In the majority of studies, patients with motor-complete tSCI (American Spinal Injury Association [ASIA] Impairment Scale [AIS] grade A or B) had a significantly increased occurrence of SHCs in comparison to patients with motor-incomplete tSCI (AIS grade C or D), such as respiratory and urogenital complications, musculoskeletal disorders, pressure ulcers, and autonomic dysreflexia. In contrast, an increased prevalence of pain was seen in patients with motor-incomplete injuries. In addition, higher rates of pulmonary infections, spasticity, and autonomic dysreflexia were observed in patients with tetraplegia.
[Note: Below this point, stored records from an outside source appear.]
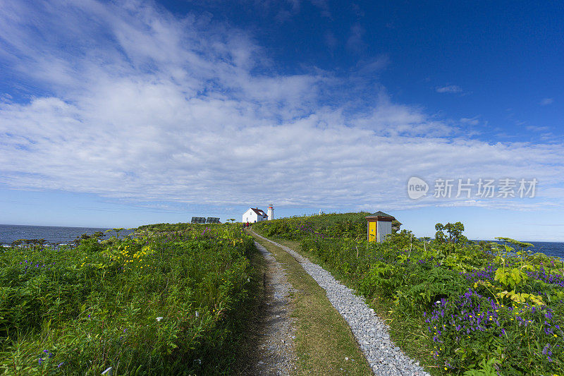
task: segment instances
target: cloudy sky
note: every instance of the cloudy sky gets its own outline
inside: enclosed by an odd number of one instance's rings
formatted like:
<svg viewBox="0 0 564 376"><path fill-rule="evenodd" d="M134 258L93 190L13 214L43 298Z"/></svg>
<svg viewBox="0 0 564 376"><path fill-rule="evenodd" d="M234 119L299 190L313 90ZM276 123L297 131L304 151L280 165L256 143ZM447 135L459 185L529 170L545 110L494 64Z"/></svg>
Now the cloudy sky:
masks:
<svg viewBox="0 0 564 376"><path fill-rule="evenodd" d="M381 3L0 0L0 223L273 203L564 241L562 3Z"/></svg>

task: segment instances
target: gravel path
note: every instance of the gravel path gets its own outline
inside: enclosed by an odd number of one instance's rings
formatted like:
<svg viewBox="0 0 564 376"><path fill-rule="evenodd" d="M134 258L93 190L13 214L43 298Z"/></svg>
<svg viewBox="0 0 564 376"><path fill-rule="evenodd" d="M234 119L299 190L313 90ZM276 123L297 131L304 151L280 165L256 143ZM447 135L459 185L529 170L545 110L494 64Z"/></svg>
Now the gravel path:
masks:
<svg viewBox="0 0 564 376"><path fill-rule="evenodd" d="M264 276L266 302L258 344L259 356L249 375L290 375L295 369L296 355L293 339L294 328L290 318L289 293L292 286L286 272L266 248L255 245L266 261Z"/></svg>
<svg viewBox="0 0 564 376"><path fill-rule="evenodd" d="M260 236L294 257L326 292L327 298L348 322L350 329L375 375L428 375L419 362L404 354L390 339L388 326L364 302L364 298L340 284L319 265L310 262L293 250Z"/></svg>

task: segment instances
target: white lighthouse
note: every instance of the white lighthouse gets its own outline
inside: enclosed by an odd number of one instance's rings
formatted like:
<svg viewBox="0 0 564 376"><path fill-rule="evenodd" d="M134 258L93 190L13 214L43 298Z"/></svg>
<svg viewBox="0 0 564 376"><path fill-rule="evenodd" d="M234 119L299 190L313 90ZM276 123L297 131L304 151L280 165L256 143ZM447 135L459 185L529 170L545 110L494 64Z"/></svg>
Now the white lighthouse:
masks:
<svg viewBox="0 0 564 376"><path fill-rule="evenodd" d="M269 221L271 221L274 219L274 208L272 207L272 204L269 205L269 210L268 210L268 216L269 216Z"/></svg>

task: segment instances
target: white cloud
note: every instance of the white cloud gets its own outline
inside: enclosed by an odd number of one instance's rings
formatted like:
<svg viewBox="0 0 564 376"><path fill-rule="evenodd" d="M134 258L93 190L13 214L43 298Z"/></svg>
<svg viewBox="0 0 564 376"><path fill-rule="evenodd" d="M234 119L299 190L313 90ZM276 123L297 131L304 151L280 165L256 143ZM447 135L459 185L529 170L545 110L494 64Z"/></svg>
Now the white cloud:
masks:
<svg viewBox="0 0 564 376"><path fill-rule="evenodd" d="M540 102L541 106L546 106L547 104L552 104L554 103L554 99L553 98L544 98Z"/></svg>
<svg viewBox="0 0 564 376"><path fill-rule="evenodd" d="M410 200L413 175L562 186L562 145L473 140L384 87L362 97L365 87L330 72L271 73L252 36L205 17L140 3L14 4L0 11L0 51L10 51L0 59L37 89L28 102L0 102L0 183L9 186L142 202L406 208L448 205Z"/></svg>
<svg viewBox="0 0 564 376"><path fill-rule="evenodd" d="M458 93L462 92L462 89L460 86L455 85L449 85L448 86L441 86L435 89L436 92L448 92L448 93Z"/></svg>

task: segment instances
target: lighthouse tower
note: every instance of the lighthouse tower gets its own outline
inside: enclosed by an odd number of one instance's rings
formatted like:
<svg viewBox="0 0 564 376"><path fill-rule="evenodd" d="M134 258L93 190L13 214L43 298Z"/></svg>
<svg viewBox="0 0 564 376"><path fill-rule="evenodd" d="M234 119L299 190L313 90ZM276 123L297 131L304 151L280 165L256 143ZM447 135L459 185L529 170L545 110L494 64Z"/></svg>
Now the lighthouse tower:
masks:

Patients with paraplegia more commonly suffered from hypertension, venous thromboembolism, and pain.

CONCLUSIONS

This review suggests that patients with a motor-complete tSCI have an increased risk of developing SHCs during the subacute and chronic stage of tSCI in comparison with patients with motor-incomplete tSCI. Future studies should examine whether systematic monitoring during rehabilitation and the subacute and chronic phase in patients with motor-complete tSCI could lead to early detection and potential prevention of SHCs in this population.